Last night, the James Beard Foundation doled out its coveted awards to chefs and restaurants at a ceremony in Chicago. This was followed, of course, by afterparties. But the best part of the Beard Awards — aside from winning them, presumably — is discussing the results the next day. So let’s.
The most notable aspect of this year’s awards was that first-time nominees fared better than usual. When Eater's data visualization reporter Vince Dixon looked at the last 11 years of Beard Awards winners, he found that first-time nominees rarely win. A shift towards first-time nominees having a decent chance of winning is a big deal, and would go a long way to making the awards feel more timely and relevant to what is happening in American dining right now.
Here now, the five biggest surprises of this year’s awards:
1. Topolobampo won Outstanding Restaurant.
This award honors restaurants that are 10 years or older that are “a national standard bearer of consistent quality and excellence in food, atmosphere and service.” By virtue of having an age requirement, this isn’t necessarily the best restaurant in the country — plenty of restaurants under the 10-year mark are firing on all cylinders — but, typically, it is the one that has made a lasting impact that has won the award. Recent winners have included Alinea (2016), Blue Hill at Stone Barns (2015), and the Slanted Door (2014).
The hometown Chicago crew in the press room expressed their enthusiasm for Rick Bayless’s win, but it surprised Eater editors: Both Momofuku Noodle Bar and the Spotted Pig ushered in a new way of dining that restaurant-goers are still experiencing today. You like having hip ramen in your city? How about food-serious gastropubs? Thought so.
While the 28-year-old, freshly renovated Topolobampo was one of the first high-end Mexican restaurants to garner national press attention, with restaurants like Enrique Olvera’s Cosme and Ray Garcia’s Broken Spanish showcasing a more contemporary approach to Mexican cuisine, this win just feels like a head-scratcher. Besides, this was a repeat performance for Bayless, who won this award in 2007 for his 1987 debut, Frontera Grill, which raised the profile of Mexican cuisine in America and inspired Midwestern diners to take it seriously.
2. Los Angeles got shut out.
With SF’s Michelin-decorated Corey Lee taking home Best Chef: West (not surprising), Ghaya Oliveira taking home Outstanding Pastry Chef (not surprising), and Stephen Starr taking home Outstanding Restaurateur (also not surprising), and Kismet and Gwen losing in the design categories, no finalists from Los Angeles took home medals, even though the city boasts one of the most exciting dining scenes in the country right now.
Of course, neither did cities that never even got any nominations, like Vegas, or, oh, the entire delicious state of Hawaii.
3. Sarah Grueneberg and Rebecca Wilcomb won on their first nominations.
Not only do women rarely win Best Chef, it’s almost unheard of for women to win on their first nomination: Grueneberg is the first woman in Chicago to win the medal on her first shot since at least 2005, while Wilcomb won in a category that didn’t even have any female nominees last year.
Eater’s data shows that 80 percent of Best Chef winners were nominated the year before, while, overall, 82 percent of James Beard winners in the Outstanding, Rising Star, and Best Chef categories have been men — making winners five times more likely to be male than female.
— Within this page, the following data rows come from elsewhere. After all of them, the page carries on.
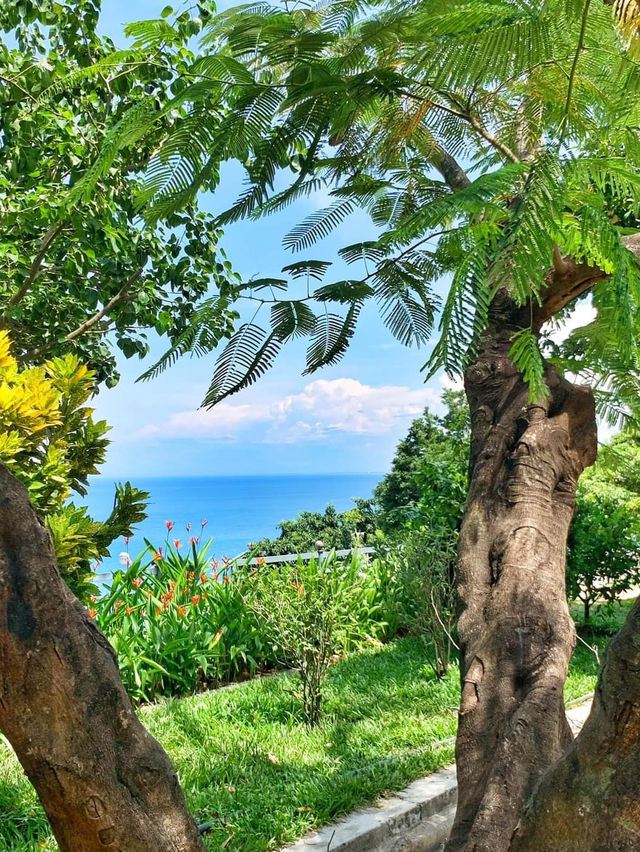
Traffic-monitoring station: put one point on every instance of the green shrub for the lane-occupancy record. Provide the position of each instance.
(603, 553)
(50, 442)
(335, 530)
(313, 612)
(180, 623)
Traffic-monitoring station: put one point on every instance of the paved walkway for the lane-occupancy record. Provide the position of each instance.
(416, 820)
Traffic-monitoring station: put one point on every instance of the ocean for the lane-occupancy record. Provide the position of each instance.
(238, 510)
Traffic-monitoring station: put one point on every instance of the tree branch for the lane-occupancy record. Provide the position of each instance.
(88, 324)
(451, 171)
(35, 267)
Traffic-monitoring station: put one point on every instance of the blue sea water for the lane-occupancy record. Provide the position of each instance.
(238, 510)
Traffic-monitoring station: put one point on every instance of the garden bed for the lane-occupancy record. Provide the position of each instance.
(250, 766)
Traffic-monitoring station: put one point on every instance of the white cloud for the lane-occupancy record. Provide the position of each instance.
(583, 314)
(323, 408)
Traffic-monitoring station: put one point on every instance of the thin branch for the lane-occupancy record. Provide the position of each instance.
(120, 296)
(454, 175)
(36, 265)
(576, 58)
(87, 325)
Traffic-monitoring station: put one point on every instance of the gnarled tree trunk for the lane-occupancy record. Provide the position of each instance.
(590, 799)
(516, 633)
(105, 783)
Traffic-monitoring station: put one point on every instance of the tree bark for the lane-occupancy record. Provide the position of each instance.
(104, 782)
(515, 630)
(590, 799)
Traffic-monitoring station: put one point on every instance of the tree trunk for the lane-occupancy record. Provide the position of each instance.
(105, 783)
(590, 800)
(515, 630)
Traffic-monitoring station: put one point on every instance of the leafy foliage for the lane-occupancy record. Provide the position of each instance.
(372, 105)
(81, 272)
(49, 440)
(311, 613)
(603, 560)
(181, 623)
(328, 530)
(429, 466)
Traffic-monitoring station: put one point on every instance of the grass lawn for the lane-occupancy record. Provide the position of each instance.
(248, 764)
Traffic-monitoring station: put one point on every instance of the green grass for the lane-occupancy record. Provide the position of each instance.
(249, 765)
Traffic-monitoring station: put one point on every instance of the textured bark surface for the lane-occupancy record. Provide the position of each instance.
(105, 783)
(515, 630)
(590, 800)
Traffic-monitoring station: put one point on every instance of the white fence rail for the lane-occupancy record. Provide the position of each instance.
(275, 560)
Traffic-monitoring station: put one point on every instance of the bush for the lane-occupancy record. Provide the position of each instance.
(180, 623)
(313, 612)
(336, 531)
(49, 440)
(603, 554)
(426, 604)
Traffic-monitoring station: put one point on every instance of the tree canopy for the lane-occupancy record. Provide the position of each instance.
(86, 276)
(493, 142)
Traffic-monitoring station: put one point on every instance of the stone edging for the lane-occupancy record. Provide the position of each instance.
(416, 820)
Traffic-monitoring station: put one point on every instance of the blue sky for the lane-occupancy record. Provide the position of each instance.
(346, 418)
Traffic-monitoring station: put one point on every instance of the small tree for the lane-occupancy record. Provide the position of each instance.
(603, 554)
(50, 441)
(312, 612)
(336, 530)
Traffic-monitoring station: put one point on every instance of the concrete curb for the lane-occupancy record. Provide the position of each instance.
(378, 827)
(416, 820)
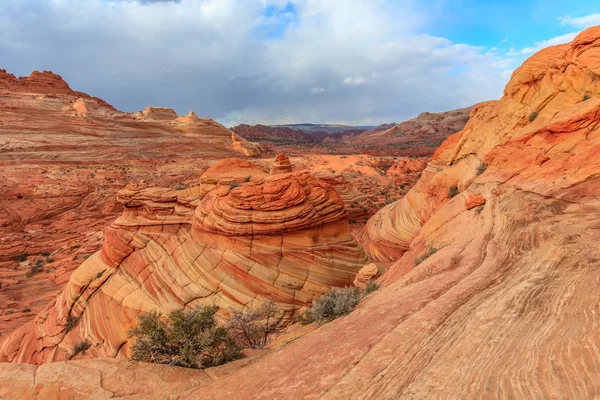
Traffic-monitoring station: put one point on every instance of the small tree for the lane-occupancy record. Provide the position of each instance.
(333, 304)
(80, 347)
(191, 339)
(452, 191)
(253, 327)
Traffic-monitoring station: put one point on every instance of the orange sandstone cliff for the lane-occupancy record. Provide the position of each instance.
(283, 237)
(493, 288)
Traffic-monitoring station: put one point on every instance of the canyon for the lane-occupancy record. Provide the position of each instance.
(487, 256)
(417, 137)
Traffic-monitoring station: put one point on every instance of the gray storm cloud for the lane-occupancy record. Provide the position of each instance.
(249, 61)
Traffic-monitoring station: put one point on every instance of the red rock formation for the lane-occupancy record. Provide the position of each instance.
(367, 273)
(495, 302)
(474, 201)
(232, 170)
(281, 165)
(421, 135)
(284, 237)
(63, 157)
(358, 206)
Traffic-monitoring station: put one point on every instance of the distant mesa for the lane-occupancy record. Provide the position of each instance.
(159, 113)
(281, 165)
(46, 83)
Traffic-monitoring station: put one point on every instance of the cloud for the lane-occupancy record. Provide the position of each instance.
(252, 61)
(581, 22)
(358, 80)
(562, 39)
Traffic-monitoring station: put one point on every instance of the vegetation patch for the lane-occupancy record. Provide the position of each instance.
(71, 323)
(80, 347)
(371, 287)
(533, 116)
(254, 327)
(333, 304)
(431, 250)
(452, 191)
(191, 339)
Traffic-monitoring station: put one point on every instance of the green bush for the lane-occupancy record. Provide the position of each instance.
(333, 304)
(80, 347)
(191, 339)
(452, 191)
(431, 250)
(253, 327)
(370, 287)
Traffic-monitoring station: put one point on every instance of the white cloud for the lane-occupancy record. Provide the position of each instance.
(226, 59)
(562, 39)
(581, 22)
(353, 81)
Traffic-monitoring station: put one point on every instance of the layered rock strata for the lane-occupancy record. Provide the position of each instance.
(284, 238)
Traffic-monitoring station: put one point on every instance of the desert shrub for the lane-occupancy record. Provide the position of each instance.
(253, 327)
(429, 251)
(35, 268)
(71, 323)
(533, 116)
(452, 191)
(191, 339)
(370, 287)
(80, 347)
(333, 304)
(481, 169)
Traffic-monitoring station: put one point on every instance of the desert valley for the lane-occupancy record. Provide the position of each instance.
(477, 228)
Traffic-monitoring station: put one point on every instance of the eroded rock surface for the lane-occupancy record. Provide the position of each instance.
(284, 237)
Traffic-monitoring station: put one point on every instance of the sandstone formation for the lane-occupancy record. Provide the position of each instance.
(159, 113)
(358, 205)
(282, 165)
(284, 237)
(497, 301)
(507, 306)
(63, 157)
(416, 137)
(367, 273)
(232, 170)
(246, 148)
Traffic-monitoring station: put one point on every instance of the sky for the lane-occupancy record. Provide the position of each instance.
(355, 62)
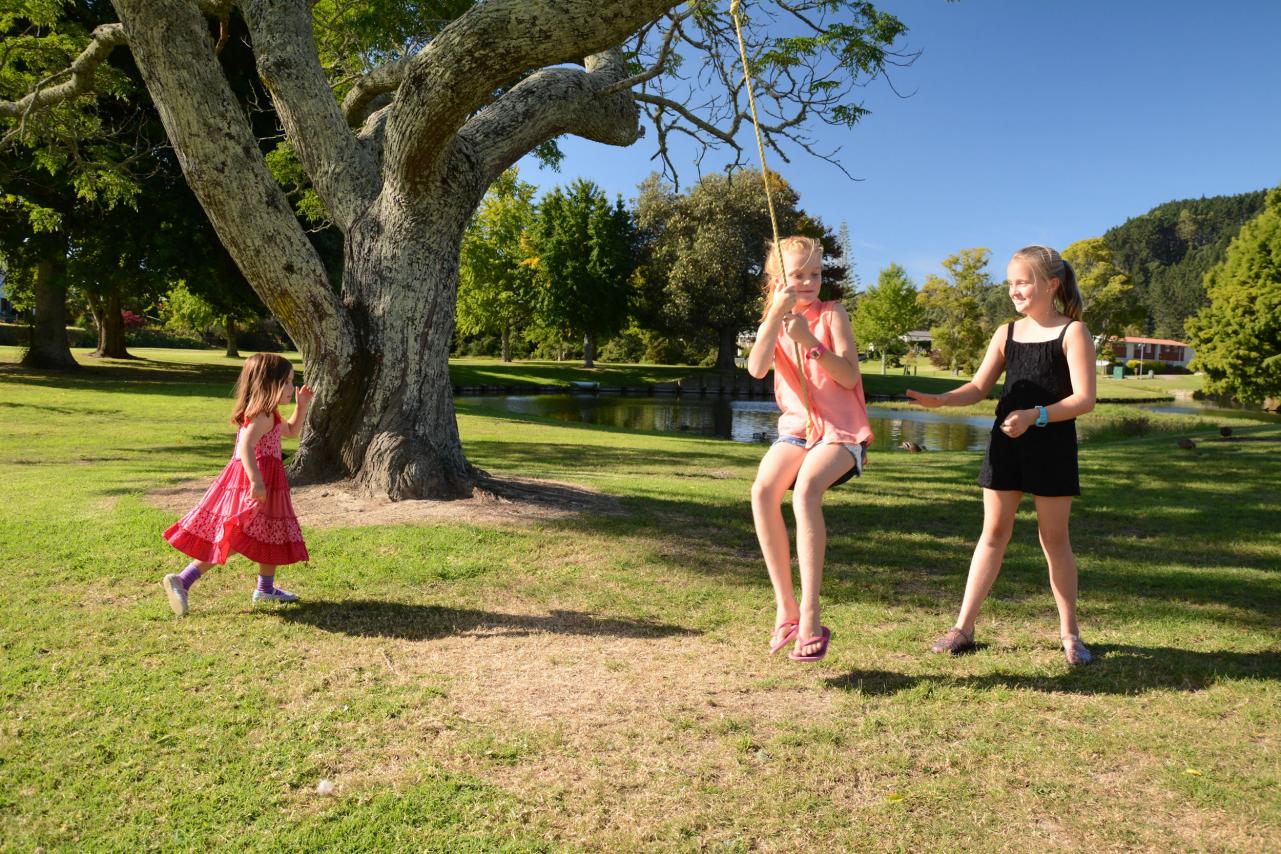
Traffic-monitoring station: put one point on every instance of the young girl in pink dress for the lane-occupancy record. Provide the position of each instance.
(823, 433)
(247, 508)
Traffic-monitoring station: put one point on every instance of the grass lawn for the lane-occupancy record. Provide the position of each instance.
(600, 683)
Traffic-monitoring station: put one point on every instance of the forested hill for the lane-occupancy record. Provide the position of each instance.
(1168, 250)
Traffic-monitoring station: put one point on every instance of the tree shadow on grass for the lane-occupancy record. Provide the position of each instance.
(374, 619)
(142, 377)
(1118, 668)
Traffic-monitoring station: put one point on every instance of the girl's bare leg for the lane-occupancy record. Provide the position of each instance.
(1052, 519)
(821, 467)
(998, 524)
(778, 467)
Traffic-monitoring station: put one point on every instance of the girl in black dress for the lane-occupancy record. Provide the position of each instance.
(1048, 359)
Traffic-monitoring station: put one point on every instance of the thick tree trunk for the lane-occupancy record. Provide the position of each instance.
(726, 347)
(395, 430)
(229, 328)
(49, 346)
(110, 325)
(401, 190)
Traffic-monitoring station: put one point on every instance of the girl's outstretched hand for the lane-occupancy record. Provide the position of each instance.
(928, 401)
(1017, 423)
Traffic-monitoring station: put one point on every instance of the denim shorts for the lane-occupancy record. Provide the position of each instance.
(858, 451)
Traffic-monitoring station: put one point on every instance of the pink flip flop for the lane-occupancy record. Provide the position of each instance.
(776, 642)
(824, 639)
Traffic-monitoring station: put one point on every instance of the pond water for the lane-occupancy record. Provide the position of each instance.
(738, 420)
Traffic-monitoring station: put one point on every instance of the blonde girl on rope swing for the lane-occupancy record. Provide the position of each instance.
(823, 433)
(823, 428)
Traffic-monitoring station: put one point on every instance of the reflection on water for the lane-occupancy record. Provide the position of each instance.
(741, 420)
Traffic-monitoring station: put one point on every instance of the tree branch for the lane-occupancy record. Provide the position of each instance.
(451, 78)
(547, 104)
(81, 72)
(224, 168)
(340, 168)
(361, 99)
(660, 64)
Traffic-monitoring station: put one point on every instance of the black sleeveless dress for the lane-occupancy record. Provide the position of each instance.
(1043, 460)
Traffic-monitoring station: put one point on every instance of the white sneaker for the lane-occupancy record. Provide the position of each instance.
(274, 596)
(177, 593)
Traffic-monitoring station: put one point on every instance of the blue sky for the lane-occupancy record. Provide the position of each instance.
(1029, 122)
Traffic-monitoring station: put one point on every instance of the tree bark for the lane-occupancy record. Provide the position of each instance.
(396, 433)
(401, 190)
(726, 347)
(49, 346)
(229, 328)
(110, 325)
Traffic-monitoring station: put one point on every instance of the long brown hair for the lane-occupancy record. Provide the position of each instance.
(259, 387)
(1047, 264)
(792, 243)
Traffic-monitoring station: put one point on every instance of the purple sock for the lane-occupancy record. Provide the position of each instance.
(188, 576)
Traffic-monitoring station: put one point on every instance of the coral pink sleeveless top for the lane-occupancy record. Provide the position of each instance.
(838, 414)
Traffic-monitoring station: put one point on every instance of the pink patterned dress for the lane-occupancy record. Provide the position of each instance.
(228, 519)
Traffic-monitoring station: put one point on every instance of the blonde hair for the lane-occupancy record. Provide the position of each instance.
(259, 386)
(773, 268)
(1047, 264)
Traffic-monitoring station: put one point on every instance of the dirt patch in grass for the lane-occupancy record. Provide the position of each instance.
(496, 499)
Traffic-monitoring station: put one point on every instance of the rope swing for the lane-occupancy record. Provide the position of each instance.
(769, 201)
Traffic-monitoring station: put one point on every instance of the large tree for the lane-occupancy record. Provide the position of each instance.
(887, 311)
(1238, 337)
(956, 304)
(64, 167)
(705, 251)
(427, 126)
(1108, 295)
(496, 278)
(586, 254)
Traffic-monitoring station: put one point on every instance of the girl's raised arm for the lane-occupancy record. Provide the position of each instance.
(258, 428)
(1079, 348)
(842, 362)
(761, 359)
(293, 427)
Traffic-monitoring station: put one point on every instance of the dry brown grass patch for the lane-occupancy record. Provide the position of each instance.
(496, 499)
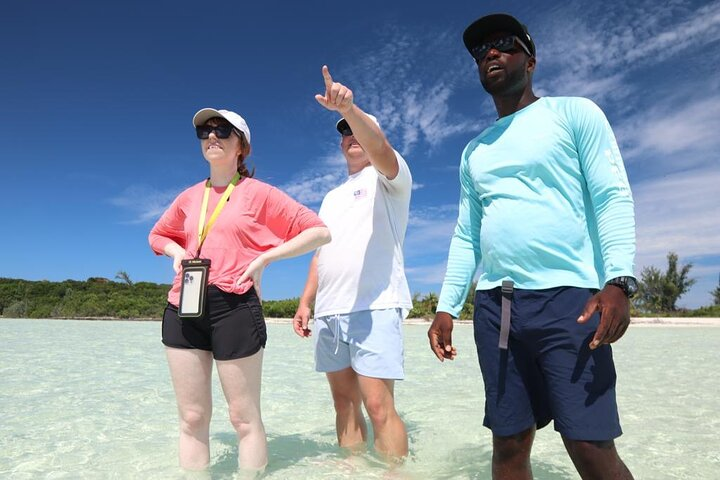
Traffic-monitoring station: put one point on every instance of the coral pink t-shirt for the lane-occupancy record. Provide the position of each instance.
(256, 218)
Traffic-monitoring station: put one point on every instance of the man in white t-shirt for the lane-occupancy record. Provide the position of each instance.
(358, 281)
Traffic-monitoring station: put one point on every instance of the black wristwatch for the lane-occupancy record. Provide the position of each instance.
(627, 284)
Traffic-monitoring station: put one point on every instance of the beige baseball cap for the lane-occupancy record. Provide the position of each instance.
(235, 120)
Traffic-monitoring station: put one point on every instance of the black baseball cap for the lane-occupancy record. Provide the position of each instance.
(497, 22)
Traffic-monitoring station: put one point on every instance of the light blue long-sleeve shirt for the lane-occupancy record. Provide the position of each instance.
(544, 202)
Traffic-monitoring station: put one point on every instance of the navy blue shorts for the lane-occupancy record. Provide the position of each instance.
(548, 371)
(232, 327)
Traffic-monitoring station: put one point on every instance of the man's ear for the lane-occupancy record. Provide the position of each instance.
(531, 65)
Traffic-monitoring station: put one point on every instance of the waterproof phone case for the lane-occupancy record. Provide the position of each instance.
(193, 287)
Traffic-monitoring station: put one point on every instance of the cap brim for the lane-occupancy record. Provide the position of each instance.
(204, 115)
(498, 22)
(342, 123)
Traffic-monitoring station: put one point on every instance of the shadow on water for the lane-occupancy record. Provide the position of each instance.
(475, 463)
(284, 451)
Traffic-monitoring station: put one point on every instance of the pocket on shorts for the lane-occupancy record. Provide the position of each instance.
(259, 322)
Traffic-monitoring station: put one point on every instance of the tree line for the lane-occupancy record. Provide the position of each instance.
(659, 292)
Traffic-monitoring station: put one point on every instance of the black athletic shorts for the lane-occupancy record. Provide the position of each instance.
(232, 327)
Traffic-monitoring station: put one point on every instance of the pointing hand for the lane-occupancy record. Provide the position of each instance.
(337, 96)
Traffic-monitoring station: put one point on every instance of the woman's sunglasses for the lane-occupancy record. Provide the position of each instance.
(221, 131)
(504, 44)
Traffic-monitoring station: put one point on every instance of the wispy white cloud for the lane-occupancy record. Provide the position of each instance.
(408, 93)
(594, 53)
(145, 203)
(679, 213)
(429, 231)
(680, 133)
(312, 183)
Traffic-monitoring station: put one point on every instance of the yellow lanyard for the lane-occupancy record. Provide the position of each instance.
(202, 228)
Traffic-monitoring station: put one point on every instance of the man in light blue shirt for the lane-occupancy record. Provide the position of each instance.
(546, 213)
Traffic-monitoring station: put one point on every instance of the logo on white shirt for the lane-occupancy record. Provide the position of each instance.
(360, 193)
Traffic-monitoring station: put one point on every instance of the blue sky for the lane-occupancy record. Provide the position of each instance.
(97, 99)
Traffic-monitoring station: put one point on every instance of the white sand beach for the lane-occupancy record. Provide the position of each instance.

Hopefully Grueneberg and Wilcomb’s wins point to a permanent shift in the behavior of the Beard voters.
4. Duos did well this year.
Eater data have shown that chefs nominated in pairs tend not to fare as well as chefs nominated on their own. But this year saw wins in the regional Best Chef categories for Greg Denton and Gabrielle Quiñónez Denton of Portland’s meatery Ox and Andrew Taylor and Mike Wiley of essential Portland, ME restaurant Eventide Oyster Co.
5. Zach Engel continued the Alon Shaya domination streak.
Compared to past Rising Star Chef winners, New Orleans’ Zach Engel didn’t have the strongest odds: It was the Shaya chef de cuisine’s first nomination, while “Momofuku’s Matt Rudofker seemed to be from the right city (NYC) with the right number of previous nominations (one),” Dixon says.
In many ways, the victory also belongs to Alon Shaya — Engel’s boss — who is on quite a streak: In 2015, Shaya won Best Chef: South (for Domenica), and in 2016, he won Best New Restaurant for his eponymous restaurant — now the restaurant’s chef de cuisine is 2017’s Rising Star Chef. That’s an impressive run.
So how did Eater’s picks and predictions fare?
Of the 12 categories where Eater calculated odds for winners, six of those predictions were completely accurate. Of the remaining six categories, two showed that the eventual winners having close or decent odds of cinching the award, and of the four that didn't fit our calculated odds at all, three were won by first-time nominees who bucked historical trends. Six of our editors' picks won.